Pour les Princes de la Renaissance, la Nature est un lieu privilégié

La Nature est une force Divine, et tous les artistes l'ont profondément ressenti.

Le goût de la nature et du paysage est apparu à la fin du 14ème siècle dans la peinture. Les portraits qui se détachaient auparavant sur un fond monochrome, petit à petit se détachent dans une chambre avec une fenêtre, puis dans une chambre avec une fenêtre avec paysage, puis dans un paysage sans fenêtre.
Par exemple, Piero Della Francesca brosse le portrait du Duc d'Urbin, face à un paysage tellement panoramique, que l'on dirait une anamorphose d'artiste.

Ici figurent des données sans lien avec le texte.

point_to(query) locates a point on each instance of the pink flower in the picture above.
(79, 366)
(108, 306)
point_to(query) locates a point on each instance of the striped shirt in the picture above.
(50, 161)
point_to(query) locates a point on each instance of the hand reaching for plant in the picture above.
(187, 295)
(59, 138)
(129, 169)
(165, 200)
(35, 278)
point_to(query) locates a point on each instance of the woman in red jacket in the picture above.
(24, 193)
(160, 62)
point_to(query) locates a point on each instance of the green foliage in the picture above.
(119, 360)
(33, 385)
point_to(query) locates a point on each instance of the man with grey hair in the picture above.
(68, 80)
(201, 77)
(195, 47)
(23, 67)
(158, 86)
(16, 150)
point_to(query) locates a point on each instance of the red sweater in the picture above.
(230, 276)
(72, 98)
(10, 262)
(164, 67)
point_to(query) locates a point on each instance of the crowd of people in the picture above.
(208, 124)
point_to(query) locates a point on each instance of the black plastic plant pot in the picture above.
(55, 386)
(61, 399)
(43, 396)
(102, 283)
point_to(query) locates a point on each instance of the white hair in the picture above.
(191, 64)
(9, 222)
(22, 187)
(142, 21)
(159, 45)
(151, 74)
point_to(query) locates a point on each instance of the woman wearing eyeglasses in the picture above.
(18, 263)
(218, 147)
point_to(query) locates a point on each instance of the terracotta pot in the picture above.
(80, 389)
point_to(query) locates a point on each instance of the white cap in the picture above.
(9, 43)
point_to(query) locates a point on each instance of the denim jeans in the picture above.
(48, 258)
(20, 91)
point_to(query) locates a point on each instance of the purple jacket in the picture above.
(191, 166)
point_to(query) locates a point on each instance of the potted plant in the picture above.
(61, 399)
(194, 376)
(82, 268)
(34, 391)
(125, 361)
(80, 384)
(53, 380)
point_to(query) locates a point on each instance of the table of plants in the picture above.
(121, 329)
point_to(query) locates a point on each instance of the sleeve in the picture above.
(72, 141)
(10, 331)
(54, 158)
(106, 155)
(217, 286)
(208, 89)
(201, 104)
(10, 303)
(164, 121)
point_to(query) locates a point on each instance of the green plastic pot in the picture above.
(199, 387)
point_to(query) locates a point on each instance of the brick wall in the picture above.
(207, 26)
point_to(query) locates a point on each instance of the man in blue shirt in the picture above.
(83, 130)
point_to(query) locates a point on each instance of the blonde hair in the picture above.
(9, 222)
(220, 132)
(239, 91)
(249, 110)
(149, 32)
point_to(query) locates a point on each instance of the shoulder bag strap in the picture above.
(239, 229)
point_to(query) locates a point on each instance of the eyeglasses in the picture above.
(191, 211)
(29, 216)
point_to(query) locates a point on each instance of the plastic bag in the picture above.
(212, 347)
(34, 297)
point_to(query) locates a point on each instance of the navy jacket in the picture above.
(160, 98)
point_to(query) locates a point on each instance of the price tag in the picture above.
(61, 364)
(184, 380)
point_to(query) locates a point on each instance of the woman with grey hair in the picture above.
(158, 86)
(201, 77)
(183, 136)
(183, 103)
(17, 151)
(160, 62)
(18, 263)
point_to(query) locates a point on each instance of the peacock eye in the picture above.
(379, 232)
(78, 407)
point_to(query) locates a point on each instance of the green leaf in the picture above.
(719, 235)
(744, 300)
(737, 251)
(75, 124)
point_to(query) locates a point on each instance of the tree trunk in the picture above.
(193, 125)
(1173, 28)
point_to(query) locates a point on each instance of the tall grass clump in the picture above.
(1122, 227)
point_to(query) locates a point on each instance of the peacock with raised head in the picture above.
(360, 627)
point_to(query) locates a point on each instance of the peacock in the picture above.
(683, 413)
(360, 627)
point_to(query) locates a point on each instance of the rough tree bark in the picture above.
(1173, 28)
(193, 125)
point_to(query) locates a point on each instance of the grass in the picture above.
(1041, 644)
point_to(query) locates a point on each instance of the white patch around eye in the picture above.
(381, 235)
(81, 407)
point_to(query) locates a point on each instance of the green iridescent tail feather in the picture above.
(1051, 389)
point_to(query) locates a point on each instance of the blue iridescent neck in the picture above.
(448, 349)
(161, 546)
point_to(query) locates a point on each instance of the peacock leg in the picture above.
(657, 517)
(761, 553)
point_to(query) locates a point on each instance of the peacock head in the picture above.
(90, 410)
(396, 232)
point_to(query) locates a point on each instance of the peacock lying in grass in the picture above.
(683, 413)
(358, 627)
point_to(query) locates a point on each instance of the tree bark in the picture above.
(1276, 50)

Le Duc d'Urbin se justifiant par la vastitude des horizons qu'il semblait ainsi patronner. Le Prince de la Renaissance goûte la Nature. Pourquoi le jardin plus particulièrement? Un jardin, cela se modèle, cela se fabrique ; donc le jardin est une nature sur laquelle l'homme peut avoir une incidence. L'homme sculpte la Nature : l'homme est presque l'égal de Dieu.
Les Princes de la Renaissance, lorsqu'ils commandaient ici une cascade, là une montagne et des perspectives en face, se sentaient un peu comme Jupiter tonnant au sommet de la Sixtine,ou, si vous préférez, ils se sentaient Dieu, le Père.
Le jardin est donc un lieu que les Princes ont particulièrement prisé.

Un jardin propose un périple, un jardin raconte une histoire. Cette histoire est ponctuée de moments forts, dans lesquels le Génie de la Science et les merveilles de la Nature pourront être conjugués. Une grotte de Vulcain permet à un Prince de la Renaissance de s'exalter. Pourquoi?.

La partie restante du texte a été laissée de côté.